Wednesday, April 15, 2009
Watch Out, Filmmakers! The End of the World is Scary!
Hey, have you ever thought why movies commit mayhem Planet Earth so often? Lisa Kennedy of The Denver Post did, and not only could she not understand why, but she concluded that doing so was very unethical because it's scary. If you can't help but relish or understand the War Against the Machines, she begs you to at least think of the children: "Even films pitched to the kids aren't safe. A lavish exploit sequence in the enjoyable 3-D spectacle Monsters vs. Aliens gleefully wrecks the Golden Gate Bridge. As precious as it is next to critics, the opening scenes in WALL-E of an uninhabitable metropolis suggest filmmakers don't think hard enough near the impact visions of apocalyptic or post-cataclysmic landscapes might have on developing imaginations. Too often, they're feeding the pleasures of their own inner kid or teen."You know, holler me rash but I think Andrew Stanton in actuality really thought near that opening sequence.
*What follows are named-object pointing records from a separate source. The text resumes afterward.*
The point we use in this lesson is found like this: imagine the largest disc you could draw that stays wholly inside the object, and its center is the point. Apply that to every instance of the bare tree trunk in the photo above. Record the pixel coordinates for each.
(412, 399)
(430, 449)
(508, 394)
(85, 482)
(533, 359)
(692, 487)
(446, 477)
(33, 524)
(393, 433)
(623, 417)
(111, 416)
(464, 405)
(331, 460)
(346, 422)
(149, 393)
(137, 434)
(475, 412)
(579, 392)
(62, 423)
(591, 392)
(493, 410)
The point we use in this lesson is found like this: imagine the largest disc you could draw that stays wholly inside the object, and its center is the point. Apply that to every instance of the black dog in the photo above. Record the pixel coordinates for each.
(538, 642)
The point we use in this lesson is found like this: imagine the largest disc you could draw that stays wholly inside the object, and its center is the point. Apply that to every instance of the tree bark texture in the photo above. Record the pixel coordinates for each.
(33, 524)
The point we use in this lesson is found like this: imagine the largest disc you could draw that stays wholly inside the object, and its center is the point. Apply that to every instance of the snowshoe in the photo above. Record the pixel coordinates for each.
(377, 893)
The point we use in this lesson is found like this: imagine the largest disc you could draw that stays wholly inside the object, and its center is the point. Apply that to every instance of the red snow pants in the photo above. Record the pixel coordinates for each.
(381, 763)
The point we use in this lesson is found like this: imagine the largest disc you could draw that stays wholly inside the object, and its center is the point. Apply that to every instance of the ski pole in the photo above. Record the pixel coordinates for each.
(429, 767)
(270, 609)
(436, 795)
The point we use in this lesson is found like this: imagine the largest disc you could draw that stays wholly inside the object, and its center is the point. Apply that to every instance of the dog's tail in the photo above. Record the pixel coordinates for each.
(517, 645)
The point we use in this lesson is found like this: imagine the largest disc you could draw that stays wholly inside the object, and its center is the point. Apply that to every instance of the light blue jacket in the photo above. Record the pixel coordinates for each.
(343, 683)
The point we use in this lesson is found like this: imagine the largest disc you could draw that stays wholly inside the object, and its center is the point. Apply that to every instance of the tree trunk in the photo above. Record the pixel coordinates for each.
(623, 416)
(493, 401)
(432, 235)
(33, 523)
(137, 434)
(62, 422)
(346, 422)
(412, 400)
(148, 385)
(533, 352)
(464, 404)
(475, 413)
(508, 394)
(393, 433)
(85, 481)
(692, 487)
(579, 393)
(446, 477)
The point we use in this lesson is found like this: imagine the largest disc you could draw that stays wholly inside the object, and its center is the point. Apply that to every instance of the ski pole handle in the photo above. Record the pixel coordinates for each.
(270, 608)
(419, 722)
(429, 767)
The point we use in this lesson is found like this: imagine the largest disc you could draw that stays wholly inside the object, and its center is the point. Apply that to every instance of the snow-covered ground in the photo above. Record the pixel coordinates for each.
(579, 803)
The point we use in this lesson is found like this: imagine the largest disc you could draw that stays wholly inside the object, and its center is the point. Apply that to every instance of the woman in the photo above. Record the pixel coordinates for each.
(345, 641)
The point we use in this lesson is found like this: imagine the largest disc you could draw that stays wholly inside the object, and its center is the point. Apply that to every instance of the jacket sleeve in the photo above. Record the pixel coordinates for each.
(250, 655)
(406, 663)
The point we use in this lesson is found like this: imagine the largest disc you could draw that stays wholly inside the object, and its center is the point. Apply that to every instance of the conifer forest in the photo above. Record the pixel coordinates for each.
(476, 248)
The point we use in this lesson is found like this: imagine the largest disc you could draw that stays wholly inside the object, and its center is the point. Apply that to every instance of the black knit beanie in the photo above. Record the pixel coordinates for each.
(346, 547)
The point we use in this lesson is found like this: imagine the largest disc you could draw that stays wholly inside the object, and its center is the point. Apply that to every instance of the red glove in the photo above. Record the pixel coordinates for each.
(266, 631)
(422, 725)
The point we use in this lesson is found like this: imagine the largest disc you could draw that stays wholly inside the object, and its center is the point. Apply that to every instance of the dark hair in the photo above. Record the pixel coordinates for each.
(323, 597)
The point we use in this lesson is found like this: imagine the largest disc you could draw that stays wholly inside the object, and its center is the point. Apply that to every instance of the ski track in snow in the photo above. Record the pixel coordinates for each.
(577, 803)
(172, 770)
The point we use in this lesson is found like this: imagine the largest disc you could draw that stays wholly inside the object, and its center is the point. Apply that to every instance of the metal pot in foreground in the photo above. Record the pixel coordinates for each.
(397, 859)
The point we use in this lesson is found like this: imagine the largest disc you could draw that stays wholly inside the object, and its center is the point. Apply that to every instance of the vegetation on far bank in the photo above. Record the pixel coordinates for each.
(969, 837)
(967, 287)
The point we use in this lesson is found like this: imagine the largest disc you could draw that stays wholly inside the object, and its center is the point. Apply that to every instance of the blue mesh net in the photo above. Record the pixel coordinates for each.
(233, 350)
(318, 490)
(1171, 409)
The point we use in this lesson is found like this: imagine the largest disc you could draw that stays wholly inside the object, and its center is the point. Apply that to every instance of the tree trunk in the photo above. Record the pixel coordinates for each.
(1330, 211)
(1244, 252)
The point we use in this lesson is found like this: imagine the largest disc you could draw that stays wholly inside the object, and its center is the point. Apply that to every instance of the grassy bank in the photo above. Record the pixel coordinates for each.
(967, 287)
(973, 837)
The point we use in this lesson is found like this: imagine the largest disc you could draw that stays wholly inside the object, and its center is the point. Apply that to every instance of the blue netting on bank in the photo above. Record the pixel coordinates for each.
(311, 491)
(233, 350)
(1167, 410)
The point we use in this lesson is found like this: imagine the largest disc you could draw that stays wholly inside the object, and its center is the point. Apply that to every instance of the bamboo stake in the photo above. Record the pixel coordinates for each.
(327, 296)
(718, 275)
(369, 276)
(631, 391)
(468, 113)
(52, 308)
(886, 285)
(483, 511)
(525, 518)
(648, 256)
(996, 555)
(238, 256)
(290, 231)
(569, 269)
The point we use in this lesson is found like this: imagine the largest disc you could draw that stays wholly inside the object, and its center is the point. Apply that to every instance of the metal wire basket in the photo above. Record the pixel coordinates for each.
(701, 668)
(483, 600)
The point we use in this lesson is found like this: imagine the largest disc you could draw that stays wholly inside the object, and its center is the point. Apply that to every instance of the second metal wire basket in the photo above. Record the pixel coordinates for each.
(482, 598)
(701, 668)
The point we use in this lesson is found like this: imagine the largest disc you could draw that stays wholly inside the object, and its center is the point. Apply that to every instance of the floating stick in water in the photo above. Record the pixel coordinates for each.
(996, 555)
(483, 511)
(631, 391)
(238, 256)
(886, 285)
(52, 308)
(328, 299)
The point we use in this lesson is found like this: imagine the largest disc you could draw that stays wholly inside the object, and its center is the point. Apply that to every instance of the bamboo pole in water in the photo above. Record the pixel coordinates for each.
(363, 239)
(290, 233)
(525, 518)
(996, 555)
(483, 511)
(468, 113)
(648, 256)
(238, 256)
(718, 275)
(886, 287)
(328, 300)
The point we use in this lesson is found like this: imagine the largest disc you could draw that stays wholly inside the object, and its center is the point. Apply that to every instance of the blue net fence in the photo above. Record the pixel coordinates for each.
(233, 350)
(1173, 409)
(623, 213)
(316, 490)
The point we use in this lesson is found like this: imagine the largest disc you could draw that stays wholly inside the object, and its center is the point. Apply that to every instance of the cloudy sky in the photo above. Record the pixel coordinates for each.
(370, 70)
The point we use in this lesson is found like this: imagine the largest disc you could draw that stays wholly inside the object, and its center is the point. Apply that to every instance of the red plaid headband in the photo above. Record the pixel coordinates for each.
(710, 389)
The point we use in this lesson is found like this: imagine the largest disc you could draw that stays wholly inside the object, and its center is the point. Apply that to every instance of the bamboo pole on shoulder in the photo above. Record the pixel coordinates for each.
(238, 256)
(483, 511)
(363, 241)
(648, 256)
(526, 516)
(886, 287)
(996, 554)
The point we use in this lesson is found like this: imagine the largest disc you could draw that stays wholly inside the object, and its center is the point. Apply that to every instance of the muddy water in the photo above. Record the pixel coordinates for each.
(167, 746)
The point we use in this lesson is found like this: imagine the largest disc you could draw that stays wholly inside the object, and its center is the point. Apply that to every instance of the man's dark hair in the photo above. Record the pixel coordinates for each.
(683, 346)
I swear next to he may have had a specific meaning in mind, something along the lines of "if you keep throwing away stuff, you'll eventually run out of room." I even think he handled it relatively gently next to introducing a dancing robot. No? He was all near flaunting his CGI skills? My education ESN 'educationally subnormal'. Sorry kids, here's a new toy to numb your emotional trauma. Throw it away when you're bored. No, trash doesn't pile up -- it turns into rainbows!I'll freely grant that disaster movies can make annihilation pretty insipid, but complaining that Watchmen or WALL-E is irresponsible for showing devastation not only misses the point, but suggests someone is determined to live in a fluffy deception where landfills don't even exist (let singular fill up!) and weapons shower us with lollipops instead of radiation poisoning. Filed under: Sci-Fi & Fantasy, Thrillers, Newsstand, Fan RantContinue reading Watch Out, Filmmakers! The End of the World is Scary!